Can blockchain eliminate corruption, forgery, and cut billions of dollars of expenses? We are about to find out.
A lot of companies operating online that need to verify the identity of their customers ask them to upload pictures of their ID documents, for the lack of a better alternative. Or they store ID information in their databases that are not immune to malicious attacks and can expose their customers to identity theft (take Equifax for example). We need a new and secure way to identify ourselves online. The blockchain technology can help us improve privacy protection, have more control over our data, and reduce the risk and cost of security breaches.
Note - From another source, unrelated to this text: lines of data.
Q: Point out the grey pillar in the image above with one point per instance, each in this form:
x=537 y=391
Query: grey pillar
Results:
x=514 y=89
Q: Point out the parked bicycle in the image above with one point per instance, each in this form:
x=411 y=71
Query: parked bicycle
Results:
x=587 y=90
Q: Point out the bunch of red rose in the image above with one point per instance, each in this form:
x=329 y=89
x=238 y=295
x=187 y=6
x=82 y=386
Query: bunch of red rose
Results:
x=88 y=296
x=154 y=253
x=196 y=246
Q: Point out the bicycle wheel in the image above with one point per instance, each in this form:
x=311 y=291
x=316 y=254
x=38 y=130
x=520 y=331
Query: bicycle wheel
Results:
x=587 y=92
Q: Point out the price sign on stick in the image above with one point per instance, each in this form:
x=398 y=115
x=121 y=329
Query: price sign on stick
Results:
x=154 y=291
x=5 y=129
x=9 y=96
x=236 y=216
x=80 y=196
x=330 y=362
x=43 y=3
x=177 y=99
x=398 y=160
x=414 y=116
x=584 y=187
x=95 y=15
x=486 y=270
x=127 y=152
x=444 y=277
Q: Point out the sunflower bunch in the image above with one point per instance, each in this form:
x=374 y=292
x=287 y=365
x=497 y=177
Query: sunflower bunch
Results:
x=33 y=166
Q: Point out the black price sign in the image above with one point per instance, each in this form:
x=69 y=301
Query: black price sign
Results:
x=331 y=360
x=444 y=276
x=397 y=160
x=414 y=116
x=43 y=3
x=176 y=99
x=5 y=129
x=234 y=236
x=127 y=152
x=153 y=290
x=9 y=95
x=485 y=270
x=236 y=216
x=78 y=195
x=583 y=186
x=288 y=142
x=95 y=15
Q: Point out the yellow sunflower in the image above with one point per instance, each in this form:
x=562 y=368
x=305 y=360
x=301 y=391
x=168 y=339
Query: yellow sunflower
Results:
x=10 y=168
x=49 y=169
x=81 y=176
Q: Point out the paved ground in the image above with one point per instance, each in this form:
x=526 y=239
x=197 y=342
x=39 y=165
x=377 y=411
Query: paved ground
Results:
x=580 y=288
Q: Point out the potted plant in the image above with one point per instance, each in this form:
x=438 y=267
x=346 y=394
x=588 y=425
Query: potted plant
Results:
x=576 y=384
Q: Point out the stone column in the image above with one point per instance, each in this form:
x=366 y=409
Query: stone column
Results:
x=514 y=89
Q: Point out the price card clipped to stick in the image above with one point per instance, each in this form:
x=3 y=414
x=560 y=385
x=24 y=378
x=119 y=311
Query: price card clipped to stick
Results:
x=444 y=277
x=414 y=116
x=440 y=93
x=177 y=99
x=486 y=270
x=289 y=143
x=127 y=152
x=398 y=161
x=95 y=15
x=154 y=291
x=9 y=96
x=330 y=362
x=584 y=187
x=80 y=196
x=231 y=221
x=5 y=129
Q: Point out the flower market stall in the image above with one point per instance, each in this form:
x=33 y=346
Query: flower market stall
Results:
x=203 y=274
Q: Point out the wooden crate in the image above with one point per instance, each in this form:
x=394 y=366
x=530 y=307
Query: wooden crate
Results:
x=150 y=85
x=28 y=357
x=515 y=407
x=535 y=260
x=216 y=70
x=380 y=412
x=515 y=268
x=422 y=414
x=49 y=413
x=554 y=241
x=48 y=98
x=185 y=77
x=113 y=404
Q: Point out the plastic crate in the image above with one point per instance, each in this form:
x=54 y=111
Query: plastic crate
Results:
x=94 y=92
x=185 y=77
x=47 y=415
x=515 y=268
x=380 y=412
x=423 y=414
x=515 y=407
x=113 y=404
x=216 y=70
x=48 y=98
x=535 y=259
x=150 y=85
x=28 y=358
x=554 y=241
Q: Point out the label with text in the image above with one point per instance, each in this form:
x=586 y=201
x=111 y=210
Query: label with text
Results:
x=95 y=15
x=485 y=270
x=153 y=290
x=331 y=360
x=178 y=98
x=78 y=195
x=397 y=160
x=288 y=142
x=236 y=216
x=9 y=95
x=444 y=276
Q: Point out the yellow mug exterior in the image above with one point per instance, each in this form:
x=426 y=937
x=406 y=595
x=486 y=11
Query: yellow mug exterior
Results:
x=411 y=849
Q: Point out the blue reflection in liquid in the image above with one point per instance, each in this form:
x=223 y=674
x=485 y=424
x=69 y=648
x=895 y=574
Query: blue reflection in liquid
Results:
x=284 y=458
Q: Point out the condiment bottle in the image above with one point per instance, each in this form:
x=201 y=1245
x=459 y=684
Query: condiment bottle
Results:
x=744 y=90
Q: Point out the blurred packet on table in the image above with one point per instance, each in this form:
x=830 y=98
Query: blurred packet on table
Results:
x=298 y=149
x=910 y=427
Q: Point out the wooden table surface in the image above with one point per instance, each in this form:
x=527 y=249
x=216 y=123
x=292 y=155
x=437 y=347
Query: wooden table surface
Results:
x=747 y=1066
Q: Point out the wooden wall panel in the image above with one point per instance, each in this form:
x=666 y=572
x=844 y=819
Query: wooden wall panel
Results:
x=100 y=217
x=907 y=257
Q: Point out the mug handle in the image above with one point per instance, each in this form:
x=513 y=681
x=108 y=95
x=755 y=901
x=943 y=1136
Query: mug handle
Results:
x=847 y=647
SecureKey and IMB are already working together, testing their solution that will help us identify ourselves online in a way that protects our personal data.
"By 2023 the law requires that all prescription drugs can be tracked and traced through the supply chain using an interoperable system." MediLedger is a project that has already implemented the blockchain technology, creating a track-and-trace process for prescription medicine. It enables a trusted consortium of drug manufacturers, distributors and dispensers while reducing costs, stopping counterfeit from entering the supply chain, and reducing costs.
SimplyVital Health has two health-related blockchain products in development, ConnectingCare which tracks the progress of patients after they leave the hospital, and Health Nexus, which aims to provide decentralized blockchain patient records.
MedRec, an MIT project involving blockchain electronic medical records, is designed to manage authentication, confidentiality and data sharing.
Yes, cryptocurrencies can be used for good too
After inflating with 79,600,000,000%, the Zimbabwean dollar became completely useless as a currency. Imagine prices in the supermarket doubling every single day. The government was printing money in response to its economic problems and increased debt. This worsened the situation, and then the government printed even more money. As a result, Zimbabweans lost their savings, couldn’t afford basic goods, the unemployment rates hit 80%, and the country lost its own currency. The famous 100-trillion bill is now more valuable as a tourists souvenir, rather than as a store of value.
For many Zimbabweans and citizens who can’t trust their governments, bitcoin is a safe haven. And for two billion citizens around the world that are unbanked and can’t afford access to formal financial services, bitcoin and other cryptocurrencies have a true potential to provide a solution for financial inclusion.
The technology of trust
Ten years in, the blockchain technology is still in its early adoption phase. But the technology has proven its ability to transfer value or information in a transparent, traceable and tamper-proof way and within minutes, even seconds, instead of days. Many people who have heard of cryptocurrencies still have no idea what blockchain is. But a decade from now, it could be like the Internet. And we could be wondering how we have lived without it.